A Multimodal Canonical-Correlated Graph Neural Network for
Energy-Efficient Speech Enhancement
- URL: http://arxiv.org/abs/2202.04528v1
- Date: Wed, 9 Feb 2022 15:47:07 GMT
- Title: A Multimodal Canonical-Correlated Graph Neural Network for
Energy-Efficient Speech Enhancement
- Authors: Leandro Aparecido Passos, Jo\~ao Paulo Papa, Amir Hussain, Ahsan Adeel
- Abstract summary: This paper proposes a novel multimodal self-supervised architecture for energy-efficient AV speech enhancement.
It integrates graph neural networks with canonical correlation analysis (CCA-GNN)
Experiments conducted with the benchmark ChiME3 dataset show that our proposed prior frame-based AV CCA-GNN reinforces better feature learning in the temporal context.

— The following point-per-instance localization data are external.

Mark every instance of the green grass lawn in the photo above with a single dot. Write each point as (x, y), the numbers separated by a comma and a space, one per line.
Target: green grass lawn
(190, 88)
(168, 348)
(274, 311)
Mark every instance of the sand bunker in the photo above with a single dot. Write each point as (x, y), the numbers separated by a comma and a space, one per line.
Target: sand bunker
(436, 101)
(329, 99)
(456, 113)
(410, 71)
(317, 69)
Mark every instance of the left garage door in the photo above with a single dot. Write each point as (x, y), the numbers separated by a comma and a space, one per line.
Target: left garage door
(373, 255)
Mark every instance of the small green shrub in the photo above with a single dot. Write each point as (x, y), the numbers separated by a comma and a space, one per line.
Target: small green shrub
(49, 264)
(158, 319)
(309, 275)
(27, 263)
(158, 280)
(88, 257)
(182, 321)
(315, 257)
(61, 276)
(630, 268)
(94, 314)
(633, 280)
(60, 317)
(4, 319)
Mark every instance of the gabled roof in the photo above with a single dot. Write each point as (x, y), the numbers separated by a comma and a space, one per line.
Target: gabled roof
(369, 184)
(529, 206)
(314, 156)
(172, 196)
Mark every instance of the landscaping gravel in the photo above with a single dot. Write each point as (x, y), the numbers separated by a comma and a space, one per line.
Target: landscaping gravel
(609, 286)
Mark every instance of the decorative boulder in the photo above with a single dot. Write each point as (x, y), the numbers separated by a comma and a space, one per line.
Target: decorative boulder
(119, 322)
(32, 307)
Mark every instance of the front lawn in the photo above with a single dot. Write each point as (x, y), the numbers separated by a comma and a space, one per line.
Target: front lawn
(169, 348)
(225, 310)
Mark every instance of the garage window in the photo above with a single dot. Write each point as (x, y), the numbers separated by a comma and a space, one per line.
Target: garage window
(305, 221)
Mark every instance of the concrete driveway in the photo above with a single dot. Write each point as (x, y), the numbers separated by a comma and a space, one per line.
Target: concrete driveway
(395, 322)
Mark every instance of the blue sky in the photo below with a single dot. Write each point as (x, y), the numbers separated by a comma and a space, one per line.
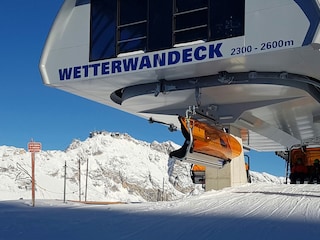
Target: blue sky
(30, 110)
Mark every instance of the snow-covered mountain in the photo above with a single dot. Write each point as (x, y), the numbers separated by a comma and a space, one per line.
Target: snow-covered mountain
(120, 168)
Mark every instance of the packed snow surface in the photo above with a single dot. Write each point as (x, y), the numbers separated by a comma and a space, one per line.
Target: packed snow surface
(254, 211)
(157, 198)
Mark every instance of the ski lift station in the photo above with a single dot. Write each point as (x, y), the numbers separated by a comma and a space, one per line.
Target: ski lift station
(232, 75)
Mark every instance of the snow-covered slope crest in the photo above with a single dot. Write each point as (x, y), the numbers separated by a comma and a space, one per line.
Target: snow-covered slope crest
(120, 168)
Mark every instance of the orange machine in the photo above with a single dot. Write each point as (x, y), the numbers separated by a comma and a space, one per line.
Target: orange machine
(198, 174)
(205, 144)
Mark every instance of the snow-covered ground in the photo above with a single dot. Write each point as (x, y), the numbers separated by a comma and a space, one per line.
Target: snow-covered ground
(255, 211)
(265, 209)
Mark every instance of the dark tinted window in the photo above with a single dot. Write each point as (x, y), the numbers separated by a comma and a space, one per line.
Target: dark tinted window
(120, 26)
(226, 19)
(103, 29)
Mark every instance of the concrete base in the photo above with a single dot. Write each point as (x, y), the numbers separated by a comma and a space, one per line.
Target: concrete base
(232, 174)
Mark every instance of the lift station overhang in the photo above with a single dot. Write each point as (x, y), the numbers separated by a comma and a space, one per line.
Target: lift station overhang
(263, 82)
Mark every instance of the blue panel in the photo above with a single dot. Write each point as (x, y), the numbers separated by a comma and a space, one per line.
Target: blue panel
(312, 12)
(82, 2)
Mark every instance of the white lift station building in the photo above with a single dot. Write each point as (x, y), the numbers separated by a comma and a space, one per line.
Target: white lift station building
(250, 67)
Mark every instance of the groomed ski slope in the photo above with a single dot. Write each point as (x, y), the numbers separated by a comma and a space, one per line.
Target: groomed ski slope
(254, 211)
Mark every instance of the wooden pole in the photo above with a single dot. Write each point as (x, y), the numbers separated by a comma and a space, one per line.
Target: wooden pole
(33, 178)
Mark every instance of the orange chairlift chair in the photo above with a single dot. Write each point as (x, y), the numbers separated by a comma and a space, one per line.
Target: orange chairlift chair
(205, 144)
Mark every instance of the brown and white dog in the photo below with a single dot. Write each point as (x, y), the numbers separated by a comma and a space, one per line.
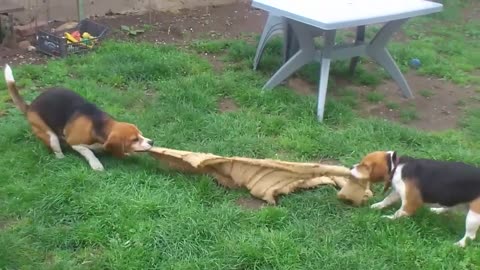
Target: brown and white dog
(60, 114)
(422, 181)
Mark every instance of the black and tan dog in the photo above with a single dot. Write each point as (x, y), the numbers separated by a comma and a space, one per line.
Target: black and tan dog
(61, 115)
(422, 181)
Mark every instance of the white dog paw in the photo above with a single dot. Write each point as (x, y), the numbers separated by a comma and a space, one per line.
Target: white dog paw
(378, 205)
(97, 166)
(460, 243)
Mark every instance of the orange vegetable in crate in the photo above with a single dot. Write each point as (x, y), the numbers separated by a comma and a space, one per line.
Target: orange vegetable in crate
(76, 35)
(70, 38)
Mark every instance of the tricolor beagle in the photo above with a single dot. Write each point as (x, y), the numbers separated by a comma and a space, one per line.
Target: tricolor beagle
(419, 181)
(60, 114)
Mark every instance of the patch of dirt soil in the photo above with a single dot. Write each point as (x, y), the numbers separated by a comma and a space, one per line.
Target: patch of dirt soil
(227, 105)
(436, 111)
(251, 203)
(225, 21)
(437, 104)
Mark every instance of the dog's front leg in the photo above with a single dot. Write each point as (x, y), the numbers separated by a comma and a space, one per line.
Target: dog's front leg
(393, 197)
(89, 156)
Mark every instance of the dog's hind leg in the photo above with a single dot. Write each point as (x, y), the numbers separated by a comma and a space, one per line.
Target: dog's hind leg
(89, 156)
(45, 134)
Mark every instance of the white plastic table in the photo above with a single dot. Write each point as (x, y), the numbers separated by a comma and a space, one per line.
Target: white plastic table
(307, 17)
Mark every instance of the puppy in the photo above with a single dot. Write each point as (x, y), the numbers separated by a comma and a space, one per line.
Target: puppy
(419, 181)
(60, 114)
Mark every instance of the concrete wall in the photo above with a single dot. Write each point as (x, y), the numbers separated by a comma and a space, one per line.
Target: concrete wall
(46, 10)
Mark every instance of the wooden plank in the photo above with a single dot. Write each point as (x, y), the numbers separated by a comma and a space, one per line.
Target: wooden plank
(9, 6)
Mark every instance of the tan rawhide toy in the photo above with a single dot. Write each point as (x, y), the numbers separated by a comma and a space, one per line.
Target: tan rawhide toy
(264, 178)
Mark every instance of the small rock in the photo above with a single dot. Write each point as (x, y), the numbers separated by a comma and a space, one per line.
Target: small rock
(24, 45)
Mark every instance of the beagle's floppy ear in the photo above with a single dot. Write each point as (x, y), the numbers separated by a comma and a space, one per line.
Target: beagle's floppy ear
(115, 145)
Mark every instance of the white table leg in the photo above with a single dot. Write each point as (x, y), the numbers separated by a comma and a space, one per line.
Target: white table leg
(324, 72)
(378, 51)
(274, 25)
(359, 39)
(303, 56)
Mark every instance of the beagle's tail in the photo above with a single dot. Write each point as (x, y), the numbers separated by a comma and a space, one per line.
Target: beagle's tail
(12, 89)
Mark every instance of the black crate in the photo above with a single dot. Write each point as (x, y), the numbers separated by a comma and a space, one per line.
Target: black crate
(55, 44)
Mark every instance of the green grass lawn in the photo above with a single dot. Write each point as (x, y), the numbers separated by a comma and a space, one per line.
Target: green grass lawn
(59, 214)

- Score: 4.395837214164745
- License: http://creativecommons.org/licenses/by/4.0/
- Abstract: This paper proposes a novel multimodal self-supervised architecture for
energy-efficient AV speech enhancement by integrating graph neural networks
with canonical correlation analysis (CCA-GNN). This builds on a
state-of-the-art CCA-GNN that aims to learn representative embeddings by
maximizing the correlation between pairs of augmented views of the same input
while decorrelating disconnected features. The key idea of the conventional
CCA-GNN involves discarding augmentation-variant information and preserving
augmentation-invariant information whilst preventing capturing of redundant
information. Our proposed AV CCA-GNN model is designed to deal with the
challenging multimodal representation learning context. Specifically, our model
improves contextual AV speech processing by maximizing canonical correlation
from augmented views of the same channel, as well as canonical correlation from
audio and visual embeddings. In addition, we propose a positional encoding of
the nodes that considers a prior-frame sequence distance instead of a
feature-space representation while computing the node's nearest neighbors. This
serves to introduce temporal information in the embeddings through the
neighborhood's connectivity. Experiments conducted with the benchmark ChiME3
dataset show that our proposed prior frame-based AV CCA-GNN reinforces better
feature learning in the temporal context, leading to more energy-efficient
speech reconstruction compared to state-of-the-art CCA-GNN and multi-layer
perceptron models. The results demonstrate the potential of our proposed
approach for exploitation in future assistive technology and energy-efficient
multimodal devices.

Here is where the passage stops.